Standalone episodes are anachronistic, and, frankly, I want to see Trek done in the modern style of storytelling, with continuity and character arcs and, y’know, decisions that actually matter because they exist in a Universe with cause-and-effect chains instead of a big Reset Button posed ever-so-obviously at the end of each tiny little episode. We have multiple series’ worth (American series, not British series: TOS was one series with three seasons.) of episodic or mostly-episodic or, even, overly-episodic Trek. The whole structure is stale. That’s why it’s relegated to shows on dinosaur media.
So. Give us Trek with long-form stories with tight plotting and continuity for both characters and setting. If the intrepid crew discovers a miracle cure in Week Seven, it damned well exists on Weeks Eight through whenever; figuring out it isn’t a miracle is a good plot, forgetting you ever saw the thing the next time you encounter a serious illness is not. That is usually considered basic storytelling, and the fact it’s suddenly controversial is indicative of how bizarre the episodic zero-continuity style really is.
I agree that Trek is best when it’s character-driven, and it is at its absolute best when the command crew is composed of a small number of clashing personalities. The Bones-Kirk-Spock power trio is practically Id-Ego-Superego in that order. Work with that. Do something to ensure a good portion of the conflict is thoughtful discussion among people who all want what’s best but who have different ideas of what the best is. That is a very humanistic, optimistic way to introduce conflict into a story, and optimism and humanism are what Trek should be about.
Similarly, make the outside antagonists into beings to be understood and reasoned with to the greatest extent possible. Sometimes, it won’t be, but that should be a decision of last resort. You know what the most Trek of the TOS episodes was? “The Devil in the Dark”. It was more of a mystery than a fist-fight, even though there was fighting, and, in the end, the solution was reason and reconciliation instead of blowing up an evil computer. If you want to solve problems with bombs more than words, go write for Star Wars. Having the crew figure out natural anomalies is also a good structure: Man vs Nature is one of the oldest and most fertile grounds to come back to, and it fits the Intrepid Explorer concept to a tee.

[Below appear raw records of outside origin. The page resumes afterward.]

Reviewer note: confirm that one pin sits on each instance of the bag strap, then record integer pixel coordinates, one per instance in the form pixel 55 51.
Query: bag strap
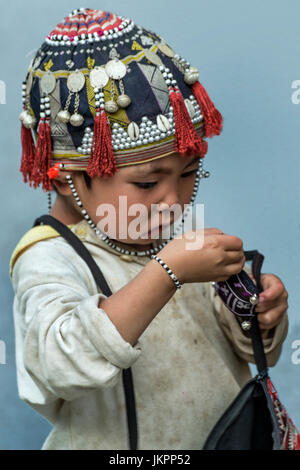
pixel 82 251
pixel 257 343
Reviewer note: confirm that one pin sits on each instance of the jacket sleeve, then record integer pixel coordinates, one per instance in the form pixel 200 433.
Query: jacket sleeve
pixel 241 343
pixel 69 345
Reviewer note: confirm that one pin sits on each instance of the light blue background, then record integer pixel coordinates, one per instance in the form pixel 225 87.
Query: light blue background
pixel 248 56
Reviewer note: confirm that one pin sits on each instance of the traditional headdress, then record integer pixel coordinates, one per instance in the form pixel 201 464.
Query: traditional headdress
pixel 102 93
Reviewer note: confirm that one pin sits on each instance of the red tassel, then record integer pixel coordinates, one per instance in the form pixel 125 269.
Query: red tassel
pixel 28 153
pixel 187 140
pixel 213 120
pixel 102 160
pixel 42 162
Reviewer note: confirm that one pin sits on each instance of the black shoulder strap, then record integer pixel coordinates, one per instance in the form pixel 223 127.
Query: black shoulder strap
pixel 257 343
pixel 82 251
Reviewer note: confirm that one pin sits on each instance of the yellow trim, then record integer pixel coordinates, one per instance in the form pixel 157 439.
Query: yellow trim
pixel 63 73
pixel 34 235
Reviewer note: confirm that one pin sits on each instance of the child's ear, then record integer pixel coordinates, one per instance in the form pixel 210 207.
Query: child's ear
pixel 61 184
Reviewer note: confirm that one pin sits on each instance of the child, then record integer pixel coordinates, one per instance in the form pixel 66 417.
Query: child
pixel 116 113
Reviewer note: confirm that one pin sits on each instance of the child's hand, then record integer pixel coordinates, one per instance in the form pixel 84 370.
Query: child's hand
pixel 272 309
pixel 219 257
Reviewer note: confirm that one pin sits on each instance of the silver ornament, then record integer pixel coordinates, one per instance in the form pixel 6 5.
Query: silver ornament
pixel 99 77
pixel 190 108
pixel 111 107
pixel 133 131
pixel 163 123
pixel 191 76
pixel 64 116
pixel 254 299
pixel 48 83
pixel 115 69
pixel 152 57
pixel 76 81
pixel 246 325
pixel 123 101
pixel 166 49
pixel 29 121
pixel 23 115
pixel 76 120
pixel 29 83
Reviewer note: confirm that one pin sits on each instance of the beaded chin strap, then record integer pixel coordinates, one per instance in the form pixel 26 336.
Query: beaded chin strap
pixel 201 173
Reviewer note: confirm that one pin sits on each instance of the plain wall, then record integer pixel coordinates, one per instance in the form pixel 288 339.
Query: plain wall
pixel 248 57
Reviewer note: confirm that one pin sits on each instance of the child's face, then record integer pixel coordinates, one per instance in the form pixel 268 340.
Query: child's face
pixel 173 184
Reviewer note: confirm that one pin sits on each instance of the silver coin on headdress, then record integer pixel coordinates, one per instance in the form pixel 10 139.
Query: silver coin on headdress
pixel 115 69
pixel 166 49
pixel 152 57
pixel 48 83
pixel 76 81
pixel 99 77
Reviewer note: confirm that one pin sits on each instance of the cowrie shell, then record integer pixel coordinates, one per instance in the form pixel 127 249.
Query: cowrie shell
pixel 190 108
pixel 133 131
pixel 163 123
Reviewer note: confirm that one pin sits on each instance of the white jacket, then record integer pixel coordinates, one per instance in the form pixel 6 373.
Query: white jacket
pixel 187 366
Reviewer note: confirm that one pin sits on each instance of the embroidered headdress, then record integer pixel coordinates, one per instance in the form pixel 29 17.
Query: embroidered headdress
pixel 102 93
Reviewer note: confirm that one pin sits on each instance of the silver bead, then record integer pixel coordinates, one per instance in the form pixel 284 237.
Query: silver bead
pixel 133 131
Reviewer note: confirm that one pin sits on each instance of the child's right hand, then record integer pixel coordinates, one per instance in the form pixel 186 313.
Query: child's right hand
pixel 219 257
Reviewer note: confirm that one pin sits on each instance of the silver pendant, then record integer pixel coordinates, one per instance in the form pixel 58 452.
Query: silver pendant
pixel 64 116
pixel 246 325
pixel 76 120
pixel 166 49
pixel 99 77
pixel 116 69
pixel 36 63
pixel 111 107
pixel 76 82
pixel 123 101
pixel 191 76
pixel 29 83
pixel 152 57
pixel 190 107
pixel 48 83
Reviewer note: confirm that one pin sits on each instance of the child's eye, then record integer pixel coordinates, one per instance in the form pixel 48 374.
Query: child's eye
pixel 151 185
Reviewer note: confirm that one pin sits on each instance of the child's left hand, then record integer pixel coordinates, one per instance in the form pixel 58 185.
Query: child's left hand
pixel 273 302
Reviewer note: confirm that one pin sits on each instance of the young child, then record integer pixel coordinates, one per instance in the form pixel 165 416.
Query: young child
pixel 116 112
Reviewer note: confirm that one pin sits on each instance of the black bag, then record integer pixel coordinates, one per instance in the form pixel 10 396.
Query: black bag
pixel 255 420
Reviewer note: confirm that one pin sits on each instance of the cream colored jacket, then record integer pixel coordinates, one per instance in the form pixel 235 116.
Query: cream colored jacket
pixel 188 365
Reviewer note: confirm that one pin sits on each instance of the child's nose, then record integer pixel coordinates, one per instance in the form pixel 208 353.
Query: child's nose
pixel 171 198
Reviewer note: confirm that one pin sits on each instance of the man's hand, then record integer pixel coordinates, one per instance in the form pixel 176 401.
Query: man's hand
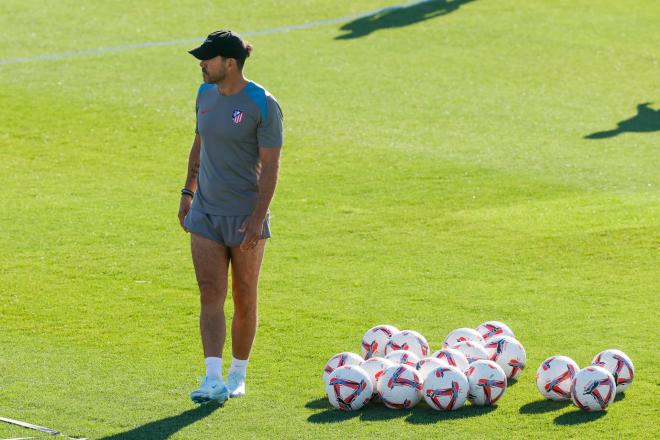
pixel 184 207
pixel 252 227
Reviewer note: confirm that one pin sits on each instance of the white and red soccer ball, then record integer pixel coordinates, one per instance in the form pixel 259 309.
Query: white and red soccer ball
pixel 408 340
pixel 461 335
pixel 452 357
pixel 424 366
pixel 445 388
pixel 339 360
pixel 472 351
pixel 593 388
pixel 487 382
pixel 403 357
pixel 508 353
pixel 555 376
pixel 400 387
pixel 376 366
pixel 375 339
pixel 349 388
pixel 492 329
pixel 619 365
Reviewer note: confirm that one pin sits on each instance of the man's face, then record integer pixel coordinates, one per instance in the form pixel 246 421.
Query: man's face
pixel 214 70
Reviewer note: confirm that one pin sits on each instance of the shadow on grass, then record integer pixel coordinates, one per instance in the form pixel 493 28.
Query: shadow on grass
pixel 646 120
pixel 399 16
pixel 578 417
pixel 424 415
pixel 165 428
pixel 320 403
pixel 544 406
pixel 377 412
pixel 333 415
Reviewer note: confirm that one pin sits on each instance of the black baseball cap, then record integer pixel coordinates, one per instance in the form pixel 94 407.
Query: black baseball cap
pixel 224 43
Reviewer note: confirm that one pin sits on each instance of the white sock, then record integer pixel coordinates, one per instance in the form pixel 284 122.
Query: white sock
pixel 238 366
pixel 214 367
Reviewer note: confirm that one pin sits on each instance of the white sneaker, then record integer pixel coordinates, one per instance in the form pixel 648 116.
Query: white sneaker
pixel 210 389
pixel 236 384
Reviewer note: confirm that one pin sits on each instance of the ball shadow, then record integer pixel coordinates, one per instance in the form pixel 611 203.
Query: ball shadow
pixel 578 417
pixel 320 403
pixel 424 415
pixel 543 406
pixel 378 412
pixel 332 415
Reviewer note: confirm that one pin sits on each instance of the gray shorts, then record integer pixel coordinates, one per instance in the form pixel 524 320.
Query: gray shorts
pixel 221 228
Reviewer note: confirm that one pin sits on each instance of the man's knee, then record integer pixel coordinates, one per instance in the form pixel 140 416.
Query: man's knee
pixel 212 291
pixel 245 299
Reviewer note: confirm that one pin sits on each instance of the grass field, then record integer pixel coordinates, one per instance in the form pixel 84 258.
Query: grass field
pixel 444 164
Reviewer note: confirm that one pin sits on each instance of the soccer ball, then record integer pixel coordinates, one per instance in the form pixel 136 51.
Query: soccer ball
pixel 555 376
pixel 491 329
pixel 339 360
pixel 399 387
pixel 463 334
pixel 375 339
pixel 403 357
pixel 349 388
pixel 619 364
pixel 376 366
pixel 487 382
pixel 471 350
pixel 509 354
pixel 593 388
pixel 445 388
pixel 408 340
pixel 425 365
pixel 453 358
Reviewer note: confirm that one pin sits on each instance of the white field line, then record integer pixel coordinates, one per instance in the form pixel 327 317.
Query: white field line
pixel 189 41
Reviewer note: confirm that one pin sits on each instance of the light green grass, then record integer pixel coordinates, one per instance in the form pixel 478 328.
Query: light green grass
pixel 434 176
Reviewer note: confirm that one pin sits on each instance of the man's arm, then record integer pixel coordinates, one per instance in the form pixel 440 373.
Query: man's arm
pixel 191 180
pixel 253 225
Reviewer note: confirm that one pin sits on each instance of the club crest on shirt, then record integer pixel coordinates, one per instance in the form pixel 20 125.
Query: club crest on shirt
pixel 237 116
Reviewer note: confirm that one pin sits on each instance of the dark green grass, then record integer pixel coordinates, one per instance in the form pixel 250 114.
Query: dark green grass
pixel 435 175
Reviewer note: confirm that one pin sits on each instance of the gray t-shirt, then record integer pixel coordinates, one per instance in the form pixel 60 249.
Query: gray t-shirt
pixel 232 128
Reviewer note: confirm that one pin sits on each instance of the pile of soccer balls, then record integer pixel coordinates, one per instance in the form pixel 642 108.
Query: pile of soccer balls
pixel 396 368
pixel 591 388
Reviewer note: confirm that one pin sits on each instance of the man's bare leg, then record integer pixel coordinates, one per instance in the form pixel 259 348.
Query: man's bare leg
pixel 211 261
pixel 245 267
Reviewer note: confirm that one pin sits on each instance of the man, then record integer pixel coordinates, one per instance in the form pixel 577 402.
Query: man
pixel 232 173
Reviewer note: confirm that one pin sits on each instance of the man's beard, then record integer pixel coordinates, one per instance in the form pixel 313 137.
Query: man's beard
pixel 215 79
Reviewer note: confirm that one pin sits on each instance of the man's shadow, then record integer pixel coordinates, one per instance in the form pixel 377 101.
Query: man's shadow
pixel 646 120
pixel 398 16
pixel 164 428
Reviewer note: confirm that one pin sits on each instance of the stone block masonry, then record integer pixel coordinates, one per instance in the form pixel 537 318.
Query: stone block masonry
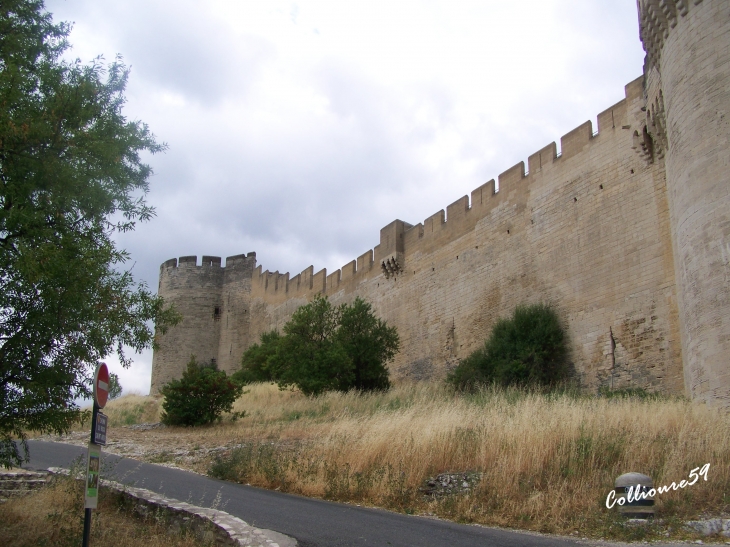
pixel 624 232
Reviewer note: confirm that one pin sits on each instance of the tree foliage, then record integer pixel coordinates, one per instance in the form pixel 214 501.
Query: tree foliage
pixel 325 348
pixel 257 360
pixel 200 396
pixel 69 163
pixel 527 349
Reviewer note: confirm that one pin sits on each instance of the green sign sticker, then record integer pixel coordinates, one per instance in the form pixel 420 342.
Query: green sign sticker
pixel 92 476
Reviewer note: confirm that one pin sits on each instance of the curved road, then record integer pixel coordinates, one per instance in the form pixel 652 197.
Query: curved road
pixel 313 522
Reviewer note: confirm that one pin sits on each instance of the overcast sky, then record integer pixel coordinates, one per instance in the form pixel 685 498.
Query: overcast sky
pixel 299 129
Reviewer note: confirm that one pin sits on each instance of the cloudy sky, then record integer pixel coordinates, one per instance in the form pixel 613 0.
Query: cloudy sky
pixel 298 129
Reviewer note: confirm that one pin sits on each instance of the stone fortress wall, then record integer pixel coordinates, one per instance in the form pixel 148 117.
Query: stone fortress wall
pixel 606 231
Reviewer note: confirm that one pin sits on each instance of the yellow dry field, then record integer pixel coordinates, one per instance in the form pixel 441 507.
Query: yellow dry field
pixel 53 516
pixel 539 461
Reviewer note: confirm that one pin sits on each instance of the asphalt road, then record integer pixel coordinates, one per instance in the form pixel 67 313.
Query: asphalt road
pixel 313 522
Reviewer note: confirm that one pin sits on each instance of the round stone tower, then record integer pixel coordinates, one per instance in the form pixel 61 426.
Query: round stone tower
pixel 687 91
pixel 196 293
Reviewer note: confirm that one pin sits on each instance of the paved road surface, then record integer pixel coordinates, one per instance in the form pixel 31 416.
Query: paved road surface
pixel 313 522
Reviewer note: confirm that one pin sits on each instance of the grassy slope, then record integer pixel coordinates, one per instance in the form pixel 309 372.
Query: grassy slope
pixel 547 461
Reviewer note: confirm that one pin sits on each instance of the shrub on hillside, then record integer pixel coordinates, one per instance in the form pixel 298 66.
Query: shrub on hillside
pixel 200 396
pixel 257 360
pixel 325 348
pixel 527 349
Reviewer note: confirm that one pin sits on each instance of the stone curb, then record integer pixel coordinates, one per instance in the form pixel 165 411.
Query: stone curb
pixel 210 524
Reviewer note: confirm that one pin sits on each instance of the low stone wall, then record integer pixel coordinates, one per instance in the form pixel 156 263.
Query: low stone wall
pixel 210 524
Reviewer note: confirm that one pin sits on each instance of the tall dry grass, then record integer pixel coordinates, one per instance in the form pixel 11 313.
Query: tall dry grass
pixel 132 409
pixel 546 460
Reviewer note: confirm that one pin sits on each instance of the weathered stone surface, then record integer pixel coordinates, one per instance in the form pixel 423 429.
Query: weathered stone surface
pixel 626 233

Finally, give other crewmembers an existence beyond being red-shirts. Red-shirts are cheap and expendable, and turn what should be the hardest part of command into a running joke. If the death didn’t mean anything, it damned well shouldn’t have happened. If you want cheap deaths, I’m sure some slasher reboot is hiring. It shouldn’t be Game Of Thrones, because that’s tonally wrong, but space exploration is dangerous, people are at risk of death, and the lower-ranking crewmembers will be at the greatest risk because they, get this, do more exploring. The better actors, the ones in the command crew, are best used for arguments about what to do about an away team in serious trouble. Leading from the front is noble, but there’s real drama to be mined from malfunctioning communicators and a team that’s suddenly out of reach. Besides, having the main trio do literally everything was a cost-saving measure to cut down on extras, and don’t pretend otherwise.
So, yes, I really want a modernized, bigger-budget TOS, an exploration-oriented show with a lot of focus on new life and new civilizations, and relatively less on combat with established enemies or pure political maneuvering.